Espulsione di massa coronale. Imagecredit: Wikimedia Commons

Sembra proprio che i libri di fisica necessitino di una piccola revisione. Almeno questo è quanto emerge dopo che un gruppo di ricercatori scopre un’inaspettata influenza dei brillamenti solari nel decadimento radioattivo di alcuni campioni conservati in laboratorio.

Questo è ciò che affermano gli scienziati delle Università di Stanford e Purdue, ma la loro spiegazione apre le porte ad un altro insolito mistero.

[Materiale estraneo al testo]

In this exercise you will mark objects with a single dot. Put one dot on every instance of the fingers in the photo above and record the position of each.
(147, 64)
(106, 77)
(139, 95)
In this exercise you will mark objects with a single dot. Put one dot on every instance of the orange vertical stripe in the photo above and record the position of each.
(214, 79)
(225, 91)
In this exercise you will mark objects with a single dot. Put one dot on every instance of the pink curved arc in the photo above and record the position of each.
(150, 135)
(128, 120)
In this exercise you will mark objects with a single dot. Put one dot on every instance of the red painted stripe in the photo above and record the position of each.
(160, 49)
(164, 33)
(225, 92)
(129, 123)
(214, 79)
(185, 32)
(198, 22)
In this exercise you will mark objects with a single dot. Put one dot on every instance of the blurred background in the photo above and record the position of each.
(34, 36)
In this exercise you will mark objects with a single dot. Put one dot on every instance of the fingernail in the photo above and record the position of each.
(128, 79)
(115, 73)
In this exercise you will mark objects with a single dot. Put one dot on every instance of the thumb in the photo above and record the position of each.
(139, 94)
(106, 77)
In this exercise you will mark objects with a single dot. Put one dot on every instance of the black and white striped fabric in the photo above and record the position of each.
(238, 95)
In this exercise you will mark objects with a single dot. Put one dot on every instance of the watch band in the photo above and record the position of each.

L’emivita di un isotopo radioattivo, ovvero il tempo occorrente affinché la metà degli atomi di un campione puro dell’isotopo decadano in un altro elemento, è una costante nota per essere poco o nulla influenzata da effetti ambientali, a meno di piccoli errori tipicamente dovuti a questioni di sensibilità strumentale.

150 milioni di chilometri, la distanza media che ci separa dal sole, adottata convenzionalmente dagli astronomi  come unità astronomica, anche se non ancora inserita tra le unità ufficiali di misura del sistema internazionale (SI), potrebbero non essere sufficienti ad impedire una variazione nei tempi di decadimento dei radionuclidi instabili.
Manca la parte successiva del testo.